Pessoas estão deixando vômito, fezes e até cabeças de porco nos bancos dos táxis sem motoristas
Waymo chegou a 14 cidades e mais de 4 mil veículos nos EUA, com metade dos agentes de assistência remota baseada nas Filipinas
sob supervisão de Eduardo Passos
Publicado em 04/09/2026 às 12h00
A expansão dos robotáxis da Waymo depende de um trabalho humano que a empresa raramente mostra: limpar vômito, fezes e outros resíduos deixados pelos passageiros. O relato é de um funcionário de um depósito da companhia na região da Baía de São Francisco, entrevistado sob anonimato pelo site Bay Area Current. Ele não é contratado pela Waymo, mas pela Transdev US, empresa que presta serviços de operação à dona dos robotáxis.
Segundo o trabalhador, sua função incluía estacionar os veículos, verificar se estavam carregados, transferir os dados coletados nas viagens e encaminhar problemas técnicos ou avarias às equipes responsáveis. Quando um carro precisava de higienização, a tarefa era repassada aos funcionários contratados especificamente para limpeza. Vômito e fezes, afirma, aparecem com frequência, sobretudo nas noites de fim de semana.
O episódio mais inusitado envolveu duas cabeças de porco esquecidas no banco traseiro de um dos veículos. De acordo com o relato, os itens estavam soltos no carro e a remoção ficou com a equipe de limpeza.
Cerca de R$ 150 por hora e turno definido em cima da hora
O pagamento é de cerca de R$ 150 por hora (US$ 29) para quem trabalha de manhã ou no turno intermediário. Quem cobre a madrugada, das 22h às 6h30, recebe um adicional de US$ 2, o que eleva o valor a aproximadamente R$ 160 por hora (US$ 31). Há mais US$ 1 por hora para quem pega as noites de sábado e domingo, justamente as de maior volume de sujeira.
A rotina é instável. Os funcionários circulam entre diferentes depósitos e só descobrem o local do turno duas horas antes do início. A função de cada dia também é definida pelos gerentes na hora, conforme o tempo de casa e a proximidade com a chefia. Antes de começar, ele passou por integrações separadas na Transdev, na Waymo e na Alphabet, controladora do serviço, seguidas de uma única semana de treinamento.
O funcionário disse não saber se passageiros que sujam os carros são impedidos de usar o serviço e afirmou que as imagens das câmeras internas não são revisadas de forma rotineira.
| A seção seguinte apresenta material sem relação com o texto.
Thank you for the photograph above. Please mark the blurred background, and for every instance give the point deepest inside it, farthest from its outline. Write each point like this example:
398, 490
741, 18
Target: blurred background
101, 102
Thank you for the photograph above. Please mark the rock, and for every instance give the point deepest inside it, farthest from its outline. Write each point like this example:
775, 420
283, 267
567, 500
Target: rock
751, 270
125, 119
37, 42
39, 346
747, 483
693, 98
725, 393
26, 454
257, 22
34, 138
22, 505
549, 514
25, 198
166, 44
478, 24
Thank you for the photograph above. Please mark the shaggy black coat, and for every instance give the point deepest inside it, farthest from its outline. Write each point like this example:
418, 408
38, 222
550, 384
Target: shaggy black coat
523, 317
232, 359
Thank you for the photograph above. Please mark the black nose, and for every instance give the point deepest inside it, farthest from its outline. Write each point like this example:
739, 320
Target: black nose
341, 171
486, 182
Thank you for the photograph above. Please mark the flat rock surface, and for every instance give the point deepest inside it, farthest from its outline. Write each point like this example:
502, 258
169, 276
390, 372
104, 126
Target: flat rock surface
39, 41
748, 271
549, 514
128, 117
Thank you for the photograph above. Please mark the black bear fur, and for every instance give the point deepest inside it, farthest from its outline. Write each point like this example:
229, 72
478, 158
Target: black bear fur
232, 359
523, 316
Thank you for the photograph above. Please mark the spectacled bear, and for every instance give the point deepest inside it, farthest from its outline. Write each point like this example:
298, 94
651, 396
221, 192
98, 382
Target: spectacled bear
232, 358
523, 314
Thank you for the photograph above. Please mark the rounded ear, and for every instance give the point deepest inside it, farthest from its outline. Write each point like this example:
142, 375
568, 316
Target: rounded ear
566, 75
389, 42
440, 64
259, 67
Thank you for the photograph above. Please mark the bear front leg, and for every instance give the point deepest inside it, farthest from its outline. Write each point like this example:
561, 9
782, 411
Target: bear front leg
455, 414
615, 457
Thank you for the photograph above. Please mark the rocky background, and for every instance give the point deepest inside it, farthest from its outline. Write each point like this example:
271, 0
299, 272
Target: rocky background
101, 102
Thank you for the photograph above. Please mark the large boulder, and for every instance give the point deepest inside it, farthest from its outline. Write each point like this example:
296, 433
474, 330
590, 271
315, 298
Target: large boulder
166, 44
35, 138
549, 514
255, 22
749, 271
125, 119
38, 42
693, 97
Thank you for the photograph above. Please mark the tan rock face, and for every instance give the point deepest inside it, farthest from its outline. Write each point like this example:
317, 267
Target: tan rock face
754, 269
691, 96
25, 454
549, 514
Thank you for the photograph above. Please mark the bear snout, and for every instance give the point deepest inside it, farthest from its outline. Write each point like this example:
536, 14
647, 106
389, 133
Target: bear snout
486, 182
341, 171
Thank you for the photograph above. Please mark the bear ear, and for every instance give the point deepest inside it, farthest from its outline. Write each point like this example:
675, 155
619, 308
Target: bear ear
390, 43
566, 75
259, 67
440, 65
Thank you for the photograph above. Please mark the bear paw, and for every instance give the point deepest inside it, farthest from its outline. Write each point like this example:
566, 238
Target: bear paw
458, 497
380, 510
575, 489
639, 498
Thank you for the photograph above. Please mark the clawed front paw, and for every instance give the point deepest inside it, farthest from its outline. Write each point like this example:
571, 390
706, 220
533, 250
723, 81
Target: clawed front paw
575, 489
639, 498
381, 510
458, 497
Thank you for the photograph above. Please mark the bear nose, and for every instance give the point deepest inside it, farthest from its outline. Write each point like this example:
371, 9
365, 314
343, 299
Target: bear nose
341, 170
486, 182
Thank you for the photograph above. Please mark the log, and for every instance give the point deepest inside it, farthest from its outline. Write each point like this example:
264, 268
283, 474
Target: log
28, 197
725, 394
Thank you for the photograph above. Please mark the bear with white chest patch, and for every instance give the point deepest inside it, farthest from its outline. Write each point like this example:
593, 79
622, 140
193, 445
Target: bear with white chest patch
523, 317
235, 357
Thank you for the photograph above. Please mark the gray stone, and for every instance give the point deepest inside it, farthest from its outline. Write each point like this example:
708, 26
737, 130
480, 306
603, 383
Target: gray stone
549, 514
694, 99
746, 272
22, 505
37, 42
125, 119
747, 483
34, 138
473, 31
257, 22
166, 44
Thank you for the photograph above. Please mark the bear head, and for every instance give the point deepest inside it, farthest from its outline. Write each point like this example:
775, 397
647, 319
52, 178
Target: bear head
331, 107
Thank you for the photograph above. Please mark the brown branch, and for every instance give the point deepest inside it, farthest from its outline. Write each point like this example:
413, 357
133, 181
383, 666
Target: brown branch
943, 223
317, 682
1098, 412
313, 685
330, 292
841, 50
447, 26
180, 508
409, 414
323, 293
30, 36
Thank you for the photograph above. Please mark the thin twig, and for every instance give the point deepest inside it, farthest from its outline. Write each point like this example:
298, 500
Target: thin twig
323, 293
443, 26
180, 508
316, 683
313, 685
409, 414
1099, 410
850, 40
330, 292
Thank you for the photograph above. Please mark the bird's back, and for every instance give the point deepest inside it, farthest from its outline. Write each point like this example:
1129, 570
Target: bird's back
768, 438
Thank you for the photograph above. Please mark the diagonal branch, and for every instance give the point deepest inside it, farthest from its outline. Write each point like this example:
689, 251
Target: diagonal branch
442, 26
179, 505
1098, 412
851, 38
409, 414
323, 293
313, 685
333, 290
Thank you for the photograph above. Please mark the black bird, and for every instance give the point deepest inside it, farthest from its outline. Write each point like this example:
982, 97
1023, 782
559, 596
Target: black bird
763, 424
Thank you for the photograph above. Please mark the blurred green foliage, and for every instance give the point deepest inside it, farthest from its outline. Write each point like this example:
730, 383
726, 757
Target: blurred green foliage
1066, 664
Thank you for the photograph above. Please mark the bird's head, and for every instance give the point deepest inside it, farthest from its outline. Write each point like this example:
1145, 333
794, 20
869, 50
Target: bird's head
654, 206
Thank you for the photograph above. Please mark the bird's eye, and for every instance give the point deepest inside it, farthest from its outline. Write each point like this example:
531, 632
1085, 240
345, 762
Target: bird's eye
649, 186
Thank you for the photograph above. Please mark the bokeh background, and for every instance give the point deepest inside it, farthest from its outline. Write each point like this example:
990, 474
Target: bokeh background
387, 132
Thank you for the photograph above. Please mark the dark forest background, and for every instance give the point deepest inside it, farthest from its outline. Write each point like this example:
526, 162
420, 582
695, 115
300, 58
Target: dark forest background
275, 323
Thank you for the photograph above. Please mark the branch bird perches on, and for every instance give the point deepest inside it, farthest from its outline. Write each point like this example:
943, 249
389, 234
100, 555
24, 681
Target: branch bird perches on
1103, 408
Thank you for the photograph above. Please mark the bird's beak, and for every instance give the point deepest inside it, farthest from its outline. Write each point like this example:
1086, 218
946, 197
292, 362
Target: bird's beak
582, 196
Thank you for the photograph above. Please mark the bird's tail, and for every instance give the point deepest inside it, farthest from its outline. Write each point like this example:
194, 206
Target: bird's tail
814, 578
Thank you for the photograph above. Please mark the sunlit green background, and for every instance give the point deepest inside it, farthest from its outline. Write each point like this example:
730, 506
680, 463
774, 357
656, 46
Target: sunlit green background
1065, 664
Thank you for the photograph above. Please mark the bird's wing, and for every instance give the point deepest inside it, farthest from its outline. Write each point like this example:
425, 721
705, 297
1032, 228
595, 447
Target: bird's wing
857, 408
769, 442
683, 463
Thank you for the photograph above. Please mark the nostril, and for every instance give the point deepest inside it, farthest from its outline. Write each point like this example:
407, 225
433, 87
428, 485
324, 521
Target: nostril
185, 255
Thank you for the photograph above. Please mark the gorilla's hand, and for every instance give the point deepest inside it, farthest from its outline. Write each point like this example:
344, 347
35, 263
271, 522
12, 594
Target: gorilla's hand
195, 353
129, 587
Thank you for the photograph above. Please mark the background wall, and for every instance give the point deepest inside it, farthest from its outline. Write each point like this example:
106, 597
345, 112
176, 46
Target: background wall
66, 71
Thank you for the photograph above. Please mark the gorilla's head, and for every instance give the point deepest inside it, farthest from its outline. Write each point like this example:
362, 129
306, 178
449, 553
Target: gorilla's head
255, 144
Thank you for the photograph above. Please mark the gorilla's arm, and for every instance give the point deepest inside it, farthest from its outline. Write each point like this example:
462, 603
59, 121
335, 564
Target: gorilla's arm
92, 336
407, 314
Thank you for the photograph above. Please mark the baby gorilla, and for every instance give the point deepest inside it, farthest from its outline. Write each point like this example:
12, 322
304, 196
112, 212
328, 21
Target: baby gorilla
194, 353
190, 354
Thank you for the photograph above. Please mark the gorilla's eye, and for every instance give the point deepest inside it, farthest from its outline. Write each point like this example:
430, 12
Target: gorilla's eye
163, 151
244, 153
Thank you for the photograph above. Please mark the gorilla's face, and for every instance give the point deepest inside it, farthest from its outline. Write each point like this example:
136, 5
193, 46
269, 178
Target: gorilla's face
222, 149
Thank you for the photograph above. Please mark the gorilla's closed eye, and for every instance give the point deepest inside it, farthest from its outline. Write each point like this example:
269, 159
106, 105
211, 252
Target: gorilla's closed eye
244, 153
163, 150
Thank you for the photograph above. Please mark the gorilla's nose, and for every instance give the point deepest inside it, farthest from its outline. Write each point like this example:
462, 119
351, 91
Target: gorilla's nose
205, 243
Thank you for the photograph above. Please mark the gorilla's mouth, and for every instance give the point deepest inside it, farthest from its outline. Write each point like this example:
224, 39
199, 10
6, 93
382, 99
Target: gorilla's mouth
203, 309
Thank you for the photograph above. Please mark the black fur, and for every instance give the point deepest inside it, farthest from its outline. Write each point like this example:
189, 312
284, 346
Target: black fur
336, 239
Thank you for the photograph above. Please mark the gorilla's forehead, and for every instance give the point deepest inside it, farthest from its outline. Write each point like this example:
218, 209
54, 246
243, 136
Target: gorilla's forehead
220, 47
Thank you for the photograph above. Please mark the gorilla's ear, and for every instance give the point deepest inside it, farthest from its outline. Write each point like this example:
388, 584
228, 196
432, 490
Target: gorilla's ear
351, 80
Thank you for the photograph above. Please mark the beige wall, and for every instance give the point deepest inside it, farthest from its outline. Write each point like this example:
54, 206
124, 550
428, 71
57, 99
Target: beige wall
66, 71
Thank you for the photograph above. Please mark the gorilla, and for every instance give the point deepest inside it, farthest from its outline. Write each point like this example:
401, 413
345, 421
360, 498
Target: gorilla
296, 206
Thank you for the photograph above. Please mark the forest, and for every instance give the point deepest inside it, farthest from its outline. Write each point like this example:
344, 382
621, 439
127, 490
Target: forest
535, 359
Nem a Waymo nem a Transdev comentaram publicamente o relato.
Frota cresce e a assistência remota fica no exterior
A operação avança rápido. Em 1º de setembro, a Waymo abriu ao público viagens autônomas em Denver, San Diego e Tampa, chegando a 14 cidades americanas e a mais de 4 mil veículos. A empresa afirma realizar mais de 500 mil viagens pagas por semana e projeta 1 milhão até o fim do ano.
Mesmo sem motorista, os carros contam com uma estrutura de apoio humano. Em carta ao senador Ed Markey, em fevereiro, a Waymo informou manter cerca de 70 agentes de assistência remota de plantão simultaneamente no mundo — metade no Arizona e em Michigan, metade em duas cidades das Filipinas. A empresa sustenta que eles não dirigem os veículos à distância: respondem a pedidos de informação do próprio sistema autônomo, que pode aceitar ou descartar a orientação.